Last week I was in London, taking a trip down memory lane and revisiting the town where I spent 5 months as a student in my 21st year. As we wandered and reminisced, I mentioned to my friends that since those days, I have had a reoccurring dream about the London Bridge. Well, it’s wasn't really the London Bridge. That fell down. Several times.
This is the real, modern London Bridge.
Not very impressive, is it?
This is the Tower Bridge...the bridge in my dreams. Much better looking and the one most think IS the London Bridge.
Dreams, I've discovered, are a powerful thing. I rarely remember mine and have never taken much notice; even the ones that cause me to wake up laughing hysterically or crying in the same manner. But some people take more stock in them. My last love was a premonitional dreamer. He didn’t tell me about this odd phenomenon until I recounted a dream to him (one that I actually remembered which is why I was detailing it to him) and he immediately took notice and asked me all sorts of questions. He took such an interest because the dream was, in fact, predicting an life event for him, something he understood immediately and which bizarrely came true several days later. So I was premonitionally dreaming for him. Other times, I would describe conversations that I’d had with him in my dreams and he had had the same conversation with me in his sleep. We were conversing in our sleep which actually worked out pretty well since we both had a tough time with the other’s language during waking hours! And once I had a dream that alerted me that a dear friend of mine was in grave trouble. He had almost exactly the same dream on the same night. Problem is, I interpreted it correctly; he misinterpreted it and broke up with me. Again. But this whole experience made me think that perhaps I should be a little more alert when it comes to my dreams.

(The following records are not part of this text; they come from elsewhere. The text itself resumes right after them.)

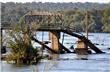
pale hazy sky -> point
(99, 1)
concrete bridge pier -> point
(54, 37)
(82, 48)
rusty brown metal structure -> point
(52, 22)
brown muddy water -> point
(70, 62)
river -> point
(70, 62)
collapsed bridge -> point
(53, 23)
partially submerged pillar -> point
(54, 37)
(82, 48)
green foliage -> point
(22, 51)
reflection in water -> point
(71, 62)
(82, 57)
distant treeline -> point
(74, 14)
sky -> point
(23, 1)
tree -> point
(22, 51)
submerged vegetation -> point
(22, 51)
(74, 14)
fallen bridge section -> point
(84, 39)
(44, 45)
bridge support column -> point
(54, 37)
(81, 48)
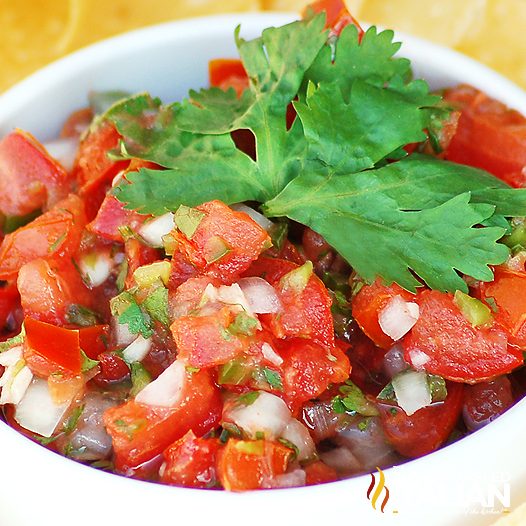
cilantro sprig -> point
(340, 169)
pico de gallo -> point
(167, 317)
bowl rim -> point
(12, 99)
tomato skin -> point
(55, 233)
(51, 349)
(228, 73)
(48, 288)
(191, 462)
(251, 464)
(318, 473)
(507, 290)
(30, 179)
(367, 305)
(337, 15)
(140, 432)
(457, 350)
(243, 238)
(427, 429)
(306, 314)
(308, 369)
(489, 135)
(204, 341)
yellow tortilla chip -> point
(34, 32)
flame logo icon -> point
(378, 490)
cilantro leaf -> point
(137, 320)
(435, 242)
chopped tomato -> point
(309, 368)
(453, 348)
(113, 369)
(227, 73)
(306, 313)
(251, 464)
(489, 135)
(319, 473)
(191, 462)
(337, 14)
(427, 429)
(506, 294)
(140, 432)
(367, 305)
(50, 349)
(55, 233)
(47, 289)
(205, 341)
(93, 340)
(225, 242)
(30, 179)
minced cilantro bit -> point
(297, 279)
(244, 325)
(473, 309)
(140, 378)
(156, 305)
(234, 372)
(248, 398)
(437, 387)
(87, 362)
(273, 378)
(352, 400)
(81, 316)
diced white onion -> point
(268, 414)
(341, 459)
(37, 412)
(418, 358)
(167, 389)
(96, 268)
(153, 231)
(412, 391)
(261, 295)
(137, 350)
(299, 435)
(64, 151)
(233, 295)
(258, 218)
(270, 354)
(398, 317)
(122, 333)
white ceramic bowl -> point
(465, 483)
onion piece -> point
(64, 151)
(96, 268)
(398, 317)
(270, 354)
(37, 412)
(153, 231)
(137, 350)
(268, 414)
(299, 435)
(260, 295)
(258, 218)
(167, 389)
(412, 391)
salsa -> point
(312, 269)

I do seem to remember reoccurring dreams. When I was younger, the dream had to do with a giant wolf dressed in green clothing who chased me up and down the steps of a Cathedral. In college and still, I have the dream all students seem to have. The one where it’s exam time and you’ve never even attended the class, or a version thereof. And I often have dreams about a writhing pit of snakes. I know, I sound like a whack job!
Since my time in London, I’ve had this dream about the bridge. I’m always looking at it from above and to the right. It’s not situated in its proper place but it’s most definitely in London. I can’t seem to figure out what the rest of is about except that it involves some sort of regret. Something I didn’t do, something I missed, something undone.
My mom’s advice to me was always do what you want, take chances, but don’t do something that you think you’ll regret. It’s probably more sage advice than that which I gave my boys : always have a valid passport and use two forms of birth control. I hope my boys are better at following my advice than I was with my mom’s because I’ve done plenty of things I regret. Nothing serious, but hey... how am I supposed to know I’m going to regret it until it’s already been done? (Geez! Now that I think about it, what kind of advice is that?) And I’ve not done many things and regretted that as well.
So when my friend said to me, on my last day in London, “don’t you want to visit the bridge and find your regret?”, I was all for it. After my experiences with “the dreamer” perhaps something magic would happen.
As Amy and I approached the bridge it felt almost surreal, seeing it again 'in the flesh' after visiting it so often in my dreams. We traversed its expanse... slowly...waiting for my regret to jump out at me, on the alert, slowing down at the finish in case we were going too fast for the regret to catch up with us. It didn’t. NOTHING happened. Nothing. We ate lunch on the other side and then took one more swipe at it for good measure. Still nothing.
Not much of a story is it? A big build up with an ending that fizzles out. Good thing nobody is paying me for my stories. So I just can’t figure this out. Perhaps my regret was just never having actually walked over the bridge. Perhaps it was that I feel I didn’t take enough advantage of my first excursion abroad, spending more time learning the inside of the neighborhood pubs than taking in the sights. Maybe the dream comes when I’ve felt I’ve not properly grabbed hold of a moment or an opportunity. Perchance, in another life, I was imprisoned in the Tower of London (which would be exactly the view that I have in the dream) and I'm regretting ever having gotten mixed up with that damned Henry!
There's a chance the dream will never come again, now that I've revisited the bridge, and I'll never know what it was all about. Or maybe when I have it again, I'll now know exactly what it was telling me. Or maybe it was just a dumb dream with no meaning or message whatsoever. In which case, I'm sorry about the long-winded explanation.. of nothing!
Still, I'm hoping for clarification. Eventually. It would make a much better story.